The thing I'm trying to tell you can be illustrated below.  Imagine a caller dials the number 3000, the construct below will still work, and will route the call for the caller, despite the destination pattern being 2000.  Note: Not all dial-peer config shown, just the bits needed to illustrate the point.

 

voice class dpg 2
 dial-peer 2
!

dial-peer voice 1 voip
incoming called-number . destination dpg 2 ! dial-peer voice 2 voip destination-pattern 2000 !

Hi @Anthony Holloway thanks for your answer.

 

I understand now your point. But according my propose configuration, do you agree?

 

Merry Christmas

Well, no, because you'll lose your different classes of service. With preferencing DP 10 over DP 11, all of your International calls will go out DP10. If that's ok with you, then you don't even need DP11 at all, as it provides zero benefit. Same thing with 20 and 21.

Hi @Anthony Holloway 

 

Oh no ... What I am trying to do with this configuration is that if the incoming call is from the specific internal extensions choose the dial-peer 100 input and the dial-peer 10 & 11 output, for national and international calls respectively by the SIP trunk 1 .
In the case of the extensions that I require, go out the SIP trunk 2, my idea is to choose the dial-peer 200 input and the dial-peer 20 & 21 output for national and international calls respectively.

 

Maybe I should change it as follows, according yours comments:

 

dial-peer voice 10 voip
destination-pattern xxxx (National calls through SIP 1)
session target dns1

 

dial-peer voice 11 voip
destination-pattern xxxx (International Calls through SIP 1)
session target dns1

 

dial-peer voice 20 voip
destination-pattern xxxx (National calls through SIP 2)
session target dns2

 

dial-peer voice 21 voip
destination-pattern xxxx (International Calls through SIP 2)
session target dns2

 

voice class dpg 1
dial-peer 10 preference 1
dial-peer 11 preference 1

 

dial-peer voice 100 voip
incoming calling e164-pattern-map 1
destination dpg 1


voice class dpg 2
dial-peer 20 preference 1
dial-peer 21 preference 1


dial-peer voice 200 voip
incomimg calling e164-pattern-map 1
destination dpg 2

 

 

 

Regards.

I'm not entirely sure as you've obscured the actual destination patterns, but I think you may be expecting the destination patterns of DP 10, 11, 20 and 21 to distinguish National from International calls.  They won't.  If the call is routed by Dial Peer Group the outgoing dial peer's destination pattern is not used.  Selection is based on group membership and priority only.  When I use DPGs I generally give a destination pattern that's clearly nonsense just so that anyone viewing the configuration is not misled.

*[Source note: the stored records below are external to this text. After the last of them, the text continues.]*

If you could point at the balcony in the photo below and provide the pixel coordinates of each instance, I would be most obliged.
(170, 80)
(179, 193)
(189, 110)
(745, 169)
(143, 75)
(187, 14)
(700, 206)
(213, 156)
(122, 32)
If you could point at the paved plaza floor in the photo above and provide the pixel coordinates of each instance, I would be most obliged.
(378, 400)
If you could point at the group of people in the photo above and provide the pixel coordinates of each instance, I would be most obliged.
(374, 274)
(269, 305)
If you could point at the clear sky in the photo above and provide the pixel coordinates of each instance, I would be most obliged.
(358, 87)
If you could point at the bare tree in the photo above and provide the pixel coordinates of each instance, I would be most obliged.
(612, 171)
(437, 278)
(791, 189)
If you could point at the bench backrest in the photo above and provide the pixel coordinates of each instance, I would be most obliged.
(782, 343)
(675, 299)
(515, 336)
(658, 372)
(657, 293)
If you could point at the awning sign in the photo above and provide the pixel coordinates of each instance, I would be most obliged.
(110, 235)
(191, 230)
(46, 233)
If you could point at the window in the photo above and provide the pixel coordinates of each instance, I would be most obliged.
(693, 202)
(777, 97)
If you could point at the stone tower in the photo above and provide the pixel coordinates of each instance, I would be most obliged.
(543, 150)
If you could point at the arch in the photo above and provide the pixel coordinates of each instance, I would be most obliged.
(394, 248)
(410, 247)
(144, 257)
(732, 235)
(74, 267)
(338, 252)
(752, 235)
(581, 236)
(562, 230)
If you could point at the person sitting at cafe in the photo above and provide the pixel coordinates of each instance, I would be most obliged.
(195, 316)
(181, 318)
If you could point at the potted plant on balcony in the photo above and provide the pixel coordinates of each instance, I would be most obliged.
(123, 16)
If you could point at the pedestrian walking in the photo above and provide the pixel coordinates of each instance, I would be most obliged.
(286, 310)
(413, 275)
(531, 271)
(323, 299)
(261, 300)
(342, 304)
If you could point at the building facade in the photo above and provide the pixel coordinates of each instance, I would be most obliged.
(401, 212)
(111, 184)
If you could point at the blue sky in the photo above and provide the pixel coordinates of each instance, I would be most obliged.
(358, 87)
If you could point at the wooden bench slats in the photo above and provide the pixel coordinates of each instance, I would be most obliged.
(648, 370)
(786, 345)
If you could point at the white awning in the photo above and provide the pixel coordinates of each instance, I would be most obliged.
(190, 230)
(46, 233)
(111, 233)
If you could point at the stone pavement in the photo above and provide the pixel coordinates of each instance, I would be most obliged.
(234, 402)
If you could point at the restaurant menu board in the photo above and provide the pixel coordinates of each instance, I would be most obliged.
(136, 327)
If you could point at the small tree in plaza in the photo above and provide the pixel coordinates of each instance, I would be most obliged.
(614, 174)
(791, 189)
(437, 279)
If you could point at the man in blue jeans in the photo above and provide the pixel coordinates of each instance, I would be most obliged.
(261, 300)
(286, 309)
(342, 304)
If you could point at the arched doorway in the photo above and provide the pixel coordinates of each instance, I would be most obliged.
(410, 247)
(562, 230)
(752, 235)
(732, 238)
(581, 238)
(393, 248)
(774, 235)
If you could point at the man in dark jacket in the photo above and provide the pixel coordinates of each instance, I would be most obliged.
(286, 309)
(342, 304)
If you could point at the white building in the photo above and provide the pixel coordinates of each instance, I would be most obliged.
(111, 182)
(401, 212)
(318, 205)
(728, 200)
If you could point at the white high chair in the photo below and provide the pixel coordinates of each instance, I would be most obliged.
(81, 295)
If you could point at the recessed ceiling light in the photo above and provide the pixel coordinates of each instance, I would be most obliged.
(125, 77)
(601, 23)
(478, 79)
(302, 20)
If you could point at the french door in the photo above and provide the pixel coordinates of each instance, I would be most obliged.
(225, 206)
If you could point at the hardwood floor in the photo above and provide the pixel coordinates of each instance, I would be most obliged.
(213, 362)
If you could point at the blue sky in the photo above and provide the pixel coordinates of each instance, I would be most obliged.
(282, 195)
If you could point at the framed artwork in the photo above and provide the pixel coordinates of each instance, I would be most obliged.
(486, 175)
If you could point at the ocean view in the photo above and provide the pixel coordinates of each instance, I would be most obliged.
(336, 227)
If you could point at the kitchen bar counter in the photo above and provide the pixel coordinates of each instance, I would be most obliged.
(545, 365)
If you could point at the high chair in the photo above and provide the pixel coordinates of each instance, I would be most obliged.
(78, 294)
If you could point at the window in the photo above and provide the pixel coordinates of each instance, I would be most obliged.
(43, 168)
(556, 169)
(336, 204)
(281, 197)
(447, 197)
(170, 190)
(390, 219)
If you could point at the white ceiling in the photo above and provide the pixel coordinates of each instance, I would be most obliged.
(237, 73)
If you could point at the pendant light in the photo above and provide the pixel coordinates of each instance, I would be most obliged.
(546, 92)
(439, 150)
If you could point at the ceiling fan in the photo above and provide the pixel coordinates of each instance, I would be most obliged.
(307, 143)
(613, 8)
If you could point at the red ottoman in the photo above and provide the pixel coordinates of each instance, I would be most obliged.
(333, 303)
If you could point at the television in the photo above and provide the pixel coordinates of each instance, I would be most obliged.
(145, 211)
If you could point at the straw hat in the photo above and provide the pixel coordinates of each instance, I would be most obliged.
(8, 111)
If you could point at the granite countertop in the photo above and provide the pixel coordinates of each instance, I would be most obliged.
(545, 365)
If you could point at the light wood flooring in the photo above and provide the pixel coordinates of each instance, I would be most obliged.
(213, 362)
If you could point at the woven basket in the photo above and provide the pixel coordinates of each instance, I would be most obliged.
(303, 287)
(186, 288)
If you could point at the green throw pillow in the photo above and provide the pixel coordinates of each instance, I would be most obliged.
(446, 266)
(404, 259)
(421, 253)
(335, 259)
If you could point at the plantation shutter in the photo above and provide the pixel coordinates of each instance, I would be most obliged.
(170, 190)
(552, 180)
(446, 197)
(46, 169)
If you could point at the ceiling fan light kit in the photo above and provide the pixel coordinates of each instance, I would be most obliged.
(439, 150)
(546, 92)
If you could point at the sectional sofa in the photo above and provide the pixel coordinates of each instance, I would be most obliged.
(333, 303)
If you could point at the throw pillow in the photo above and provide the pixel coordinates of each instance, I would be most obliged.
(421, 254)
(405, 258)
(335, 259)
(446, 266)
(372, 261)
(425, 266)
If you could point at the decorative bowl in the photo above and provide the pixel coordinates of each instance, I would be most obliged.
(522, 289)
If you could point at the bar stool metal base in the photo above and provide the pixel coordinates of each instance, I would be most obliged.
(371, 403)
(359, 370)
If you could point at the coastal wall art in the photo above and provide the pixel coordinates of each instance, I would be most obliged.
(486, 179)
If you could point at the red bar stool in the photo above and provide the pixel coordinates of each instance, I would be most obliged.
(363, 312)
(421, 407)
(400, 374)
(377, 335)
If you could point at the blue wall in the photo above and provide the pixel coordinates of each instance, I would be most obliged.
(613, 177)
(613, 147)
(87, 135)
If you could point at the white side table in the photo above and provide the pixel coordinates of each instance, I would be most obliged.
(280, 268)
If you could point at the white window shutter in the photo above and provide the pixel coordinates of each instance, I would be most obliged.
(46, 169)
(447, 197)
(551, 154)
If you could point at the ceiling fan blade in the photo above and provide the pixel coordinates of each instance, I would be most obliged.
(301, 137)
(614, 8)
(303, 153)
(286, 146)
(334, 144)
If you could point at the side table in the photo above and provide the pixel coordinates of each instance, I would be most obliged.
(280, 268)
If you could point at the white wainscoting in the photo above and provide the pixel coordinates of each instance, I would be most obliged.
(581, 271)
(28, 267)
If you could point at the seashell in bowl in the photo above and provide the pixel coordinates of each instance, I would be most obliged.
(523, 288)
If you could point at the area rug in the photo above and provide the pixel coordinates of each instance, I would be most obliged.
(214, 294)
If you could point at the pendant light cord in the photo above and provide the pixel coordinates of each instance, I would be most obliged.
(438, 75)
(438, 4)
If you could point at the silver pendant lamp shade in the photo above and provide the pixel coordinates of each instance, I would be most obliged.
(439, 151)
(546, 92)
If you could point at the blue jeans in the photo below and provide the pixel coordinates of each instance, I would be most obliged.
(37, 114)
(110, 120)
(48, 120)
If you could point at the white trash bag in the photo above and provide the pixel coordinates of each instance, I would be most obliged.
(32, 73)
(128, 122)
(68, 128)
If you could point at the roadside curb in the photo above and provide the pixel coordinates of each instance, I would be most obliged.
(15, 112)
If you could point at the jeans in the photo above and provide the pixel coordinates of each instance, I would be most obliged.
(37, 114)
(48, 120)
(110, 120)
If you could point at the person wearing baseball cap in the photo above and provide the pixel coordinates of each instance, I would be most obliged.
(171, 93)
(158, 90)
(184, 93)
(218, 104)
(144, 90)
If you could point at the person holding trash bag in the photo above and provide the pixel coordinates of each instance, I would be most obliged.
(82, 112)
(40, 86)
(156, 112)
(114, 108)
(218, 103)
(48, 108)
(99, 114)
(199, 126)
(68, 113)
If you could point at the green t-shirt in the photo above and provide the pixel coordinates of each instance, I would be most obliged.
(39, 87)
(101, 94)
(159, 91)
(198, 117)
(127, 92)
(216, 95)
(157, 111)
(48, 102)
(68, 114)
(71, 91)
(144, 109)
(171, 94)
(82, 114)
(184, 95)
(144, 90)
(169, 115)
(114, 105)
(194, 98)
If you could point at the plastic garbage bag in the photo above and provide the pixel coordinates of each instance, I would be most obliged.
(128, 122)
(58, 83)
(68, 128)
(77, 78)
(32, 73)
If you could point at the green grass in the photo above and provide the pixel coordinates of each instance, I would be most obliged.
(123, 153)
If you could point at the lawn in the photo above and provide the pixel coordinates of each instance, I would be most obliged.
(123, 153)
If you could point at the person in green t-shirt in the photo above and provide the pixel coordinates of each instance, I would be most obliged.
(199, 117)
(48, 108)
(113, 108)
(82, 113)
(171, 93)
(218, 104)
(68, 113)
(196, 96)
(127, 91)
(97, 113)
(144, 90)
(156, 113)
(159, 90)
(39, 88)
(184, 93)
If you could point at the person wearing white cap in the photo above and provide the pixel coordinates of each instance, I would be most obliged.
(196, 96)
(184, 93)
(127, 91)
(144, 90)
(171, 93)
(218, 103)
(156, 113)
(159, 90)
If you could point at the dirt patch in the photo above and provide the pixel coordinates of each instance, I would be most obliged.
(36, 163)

If you want separate National and International dial peers, maybe Class of Restriction is the way to go.  Set up COR on the incoming and out going dial peers such that a call received on say DP 100 can only "see" DP 10 and 11, but dial peer selection will still be based on dialled number.

Hi @TONY SMITH , thanks for you reply.

 

I understand your point. I´ll check Class of restriction, and I´ll come back to leave you my comments.